Alquilar no se resuelve únicamente encontrando un lugar y contando con el dinero para pagar el primer mes. Para un joven que busca instalarse en un monoambiente del macrocentro, el desembolso inicial puede rondar los $1,3 millones. El alquiler mensual de un monoambiente ronda actualmente los $450.000, aunque “el precio puede variar de acuerdo con la ubicación, el estado de la propiedad, las características del edificio y los servicios que incluya.

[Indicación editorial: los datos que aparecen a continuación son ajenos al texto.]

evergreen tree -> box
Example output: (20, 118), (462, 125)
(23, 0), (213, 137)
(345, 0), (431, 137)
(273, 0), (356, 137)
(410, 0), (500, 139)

A ese monto hay que agregar expensas y servicios, que en la mayoría de los casos corren por cuenta del inquilino”, según comentó a Punto Uno, Matías Fernández, especialista inmobiliario.
En efecto, el verdadero obstáculo aparece al momento de ingresar. El inquilino no solamente debe contar con el dinero del alquiler mensual, sino también afrontar los costos propios de la operación y de la instalación. Por eso, para un joven que intenta independizarse, reunir esta suma se convierte en una condición para nada accesible.
La situación se repite, aunque con valores superiores, cuando se busca un departamento de un dormitorio. En el mercado inmobiliario, lo que en buena parte del país se denomina “dos ambientes” es identificado habitualmente como un departamento de un dormitorio.
En el centro, macrocentro norte y macrocentro sur, los precios se ubican aproximadamente entre $550.000 y $650.000, aunque pueden encontrarse propiedades más caras o más económicas, dependiendo de sus características.
“No solamente varía por el ambiente que tenga, sino por el estado, si es un piso más alto, un piso más bajo, si es interno, si es frente o contrafrente”, señaló Fernández.
También influyen la antigüedad del edificio, si cuenta con ascensor, la ubicación y el estado general. En ese escenario, hay propietarios que prefieren resignar parte del precio para evitar tener el departamento desocupado durante meses.
“Podés tener alguien que pide $800.000 y va a esperar a que alguien se lo alquile, o aquel dueño que dice: ‘prefiero alquilarlo un poco más barato y no tenerlo desocupado’”, explicó el especialista.

 

Movimiento a principios de año
El mercado también tiene una dinámica particular vinculada con los estudiantes. La demanda aumenta especialmente entre enero, febrero y marzo, cuando comienzan las clases y llegan jóvenes desde distintas localidades de Salta, Jujuy, Tucumán y otras provincias.
“Hay un movimiento importante con lo que son estudiantes. A principio de año, cuando arrancan los que recién terminaron el colegio y también aquel al que se le venció el contrato que tenía, suele haber mayor movimiento”, explicó. La cercanía con las universidades es, en ese sentido, uno de los factores que incide en la búsqueda. Zonas como Tres Cerritos y sectores próximos a las instituciones educativas mantienen una demanda sostenida, aunque los valores no necesariamente presentan una diferencia significativa respecto de otras áreas consolidadas de la ciudad.


Contratos
Otro de los puntos que deben analizar quienes buscan alquilar es la duración del contrato y la modalidad de actualización.
Según explicó Fernández, actualmente existe libertad para que las partes acuerden las condiciones. Sin embargo, en el mercado se observa con mayor frecuencia una duración de uno o dos años, mientras que los ajustes suelen establecerse cada tres o cuatro meses.“El contrato hoy por hoy tenés la libertad de hacerlo como quieras, mientras las partes se pongan de acuerdo. Dos años es el contrato tipo que se está utilizando, aunque hay gente que lo hace por un año”, sostuvo.
Para quienes tienen ingresos ajustados, el punto de partida resulta fundamental. Un alquiler que ya representa un esfuerzo excesivo desde el primer mes puede transformarse rápidamente en un problema cuando llegan las actualizaciones.“El ideal sería arrancar un contrato acorde a lo que uno puede pagar”, recomendó Fernández. Y agregó que si el contrato comienza “demasiado alto”, los ajustes posteriores pueden hacer todavía más difícil sostenerlo.